The idea you used is good. I will do the same thing more slowly, building the set step by step in order to retain control over the geometry.
The backbone of the set is, like yours, the sequence $1, \frac{1}{2}, \frac{1}{3}, \frac{1}{4}, \dots$. This sequence has limit $0$, so we throw in the number $0$.
Now near $\frac{1}{n}$ for every $n$, we produce a sequence that has limit $\frac{1}{n}$, and that does not mix in unpleasant ways with other sequences. Note that the distance from $\frac{1}{n}$ to $\frac{1}{n+1}$ is $\ge \frac{1}{2n^2}$.
So for every $n$, throw in the numbers $\frac{1}{n}+\frac{1}{(2n^2)(2^m)}$, where $m\ge 1$.

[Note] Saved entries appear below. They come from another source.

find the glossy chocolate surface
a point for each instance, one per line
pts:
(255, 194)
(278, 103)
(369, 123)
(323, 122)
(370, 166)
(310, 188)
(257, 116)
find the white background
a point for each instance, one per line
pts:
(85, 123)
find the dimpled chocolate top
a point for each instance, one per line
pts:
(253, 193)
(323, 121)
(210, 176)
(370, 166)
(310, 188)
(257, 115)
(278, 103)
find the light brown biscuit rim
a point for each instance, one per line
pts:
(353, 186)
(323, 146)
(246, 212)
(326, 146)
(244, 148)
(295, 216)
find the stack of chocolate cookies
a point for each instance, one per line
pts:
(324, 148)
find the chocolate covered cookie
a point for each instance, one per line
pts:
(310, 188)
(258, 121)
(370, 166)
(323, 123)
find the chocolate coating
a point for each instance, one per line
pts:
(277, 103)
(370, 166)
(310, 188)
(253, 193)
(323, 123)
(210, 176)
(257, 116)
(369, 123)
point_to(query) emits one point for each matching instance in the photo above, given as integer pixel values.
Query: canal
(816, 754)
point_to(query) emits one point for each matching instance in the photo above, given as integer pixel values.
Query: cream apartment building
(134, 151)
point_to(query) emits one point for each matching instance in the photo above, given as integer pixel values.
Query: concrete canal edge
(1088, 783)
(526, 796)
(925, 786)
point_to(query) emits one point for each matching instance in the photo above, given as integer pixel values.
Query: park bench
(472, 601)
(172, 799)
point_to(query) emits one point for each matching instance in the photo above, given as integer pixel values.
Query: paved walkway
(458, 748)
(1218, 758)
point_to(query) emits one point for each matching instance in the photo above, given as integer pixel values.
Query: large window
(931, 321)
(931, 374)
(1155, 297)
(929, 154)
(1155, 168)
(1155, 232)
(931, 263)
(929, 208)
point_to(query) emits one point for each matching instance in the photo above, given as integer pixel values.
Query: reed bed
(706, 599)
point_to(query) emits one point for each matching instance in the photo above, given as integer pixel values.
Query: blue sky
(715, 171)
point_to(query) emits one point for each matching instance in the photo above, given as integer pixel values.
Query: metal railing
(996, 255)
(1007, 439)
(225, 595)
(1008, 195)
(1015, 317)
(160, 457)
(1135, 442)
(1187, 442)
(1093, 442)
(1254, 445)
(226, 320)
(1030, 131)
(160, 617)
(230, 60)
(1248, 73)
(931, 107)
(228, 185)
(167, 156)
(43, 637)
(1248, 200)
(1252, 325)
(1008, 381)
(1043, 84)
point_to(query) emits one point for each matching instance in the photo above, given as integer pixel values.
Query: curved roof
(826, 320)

Another way: Start with the set $A$ of numbers $n+\frac{1}{2^m}$, where $n$ and $m$ range over the positive integers. This set does the job beautifully. Only one minor flaw: the set is not compact. Let $B$ be the set of all reciprocals of numbers in $A$, together with $0$. This does the job.
The limit points are $\{\frac{1}{2^m}\mid m\in \mathbb{N}\}$. These are contained in the set (to get $\frac{1}{2^k}$ (for $k>1$), take $m=k-1$, $n=2$).
We can tell there are no other limit points, since the closest points to $\frac{1}{2^k}(1-\frac{1}{l})$ (for $l>2$) are $\frac{1}{2^k}(1-\frac{1}{l+1})$ and $\frac{1}{2^k}(1-\frac{1}{l-1})$, so we can isolate them in a neighborhood of radius $\frac{1}{2^k}(1 - \frac{1}{2(l+1)})$.
Edit: As Andre has pointed out, $1/2$ is not in the set, so the problem does not work as stated.
What about the trivial unitary set as in $\{ 0 \}$?